D. Memory Input and Output Control Unit
The memory input and output control units must achieve two primary goals: 1) avoid memory input and output confliction; 2) keep IME module to be fully utilized, which means the ME operation must has no stall.
The proposed architecture contains four memory banks (Mem 0-3) for storage of reference pixel. Two memories are involved to perform ME of 47×16 reference pixels. Reference pixel for each MB is stored in three memory banks. Mem 0-2 are circularly accessed when MV field is smooth; Mem 3 is used when MV field is non-smooth.
An example of memory transition is presented in Figure 3 to show how to generate control signal of memory input and output. The finite state machine (FSM) is shown in Figure   4 . The FSM is composed of nine states, whose state label indicates which memory to output and the output order. The decision of MV smoothness is made in S01, S12 and S20, based on which next state is decided. For example, if MV field is smooth in S20, the next state is S20a. This means that Mem 2 and Mem 0 can be reused. In S20a, Mem 1 must be updated since it will be accessed in next state S01. If MV field is non-smooth in S20, the next two states are S31 and S12. Mem 3 and Mem 1 is updated in S20; Mem 2 is updated in S31.
32 × 16 + 15 = 527 clocks are needed to process 47 × 16 reference pixels using Partial SAD. 47 clocks are needed to update one memory bank.
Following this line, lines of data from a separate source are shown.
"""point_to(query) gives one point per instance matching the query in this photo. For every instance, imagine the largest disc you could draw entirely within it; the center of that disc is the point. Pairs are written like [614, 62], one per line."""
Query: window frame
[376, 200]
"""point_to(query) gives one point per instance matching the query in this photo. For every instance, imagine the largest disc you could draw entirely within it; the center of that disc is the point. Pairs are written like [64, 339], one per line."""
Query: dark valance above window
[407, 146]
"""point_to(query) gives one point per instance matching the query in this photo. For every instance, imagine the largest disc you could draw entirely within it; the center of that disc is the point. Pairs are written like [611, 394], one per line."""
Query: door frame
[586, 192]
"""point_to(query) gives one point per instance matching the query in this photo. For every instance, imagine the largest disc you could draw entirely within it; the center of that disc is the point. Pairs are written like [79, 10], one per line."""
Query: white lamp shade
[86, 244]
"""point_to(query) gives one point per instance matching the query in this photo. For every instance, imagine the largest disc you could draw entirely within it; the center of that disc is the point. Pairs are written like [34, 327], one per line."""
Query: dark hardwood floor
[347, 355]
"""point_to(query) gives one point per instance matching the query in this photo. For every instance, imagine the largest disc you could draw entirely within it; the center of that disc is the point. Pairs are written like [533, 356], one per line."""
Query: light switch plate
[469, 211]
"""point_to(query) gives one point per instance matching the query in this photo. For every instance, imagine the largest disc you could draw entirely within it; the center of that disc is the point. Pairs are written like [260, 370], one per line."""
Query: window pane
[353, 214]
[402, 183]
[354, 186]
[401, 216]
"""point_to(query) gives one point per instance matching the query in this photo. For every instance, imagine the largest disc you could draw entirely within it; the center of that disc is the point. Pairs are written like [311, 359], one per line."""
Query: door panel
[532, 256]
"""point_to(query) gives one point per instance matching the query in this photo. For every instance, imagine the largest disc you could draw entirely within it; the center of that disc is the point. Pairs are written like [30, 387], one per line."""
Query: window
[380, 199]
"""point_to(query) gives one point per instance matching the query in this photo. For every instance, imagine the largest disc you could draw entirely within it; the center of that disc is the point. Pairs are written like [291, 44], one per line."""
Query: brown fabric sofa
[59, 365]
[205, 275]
Therefore memory input and output operated concurrently do not lead to any memory accessing confliction. In HDTV720p application, more than 90% MB [1] just uses Mem 0-2. Therefore Mem 3 can be disabled to save power in this situation.
IV. EXPERIMENT RESULT
A. VLSI Implementation Result
Implementation result of the proposed transcoding architecture is summarized in Table II . It is implemented with TSMC 0.18µm 1P6M technology. The logic synthesis is done with Synopsys Design Compiler. Working condition is set to the worst (1.62V, 125°C). It is observed from Table II that the proposed design can achieve 110.6MHz with 92.2K NAND gate. Table III shows hardware cost comparison with a regular IME module. It is observed that the number of PE and search window size are reduced, which benefits from precise search center indicated by MPEG-2 MV.
V. CONCLUSION
An IME architecture for MPEG-2 to H.264 transcoding is proposed. The IME architecture and memory control logic is discussed in this paper. Combined with the Level C search window reuse method, the proposed architecture can reach the bandwidth level of regular H.264 IME module with Level C+ scheme, while the on-chip memory is at most 11.7% of that.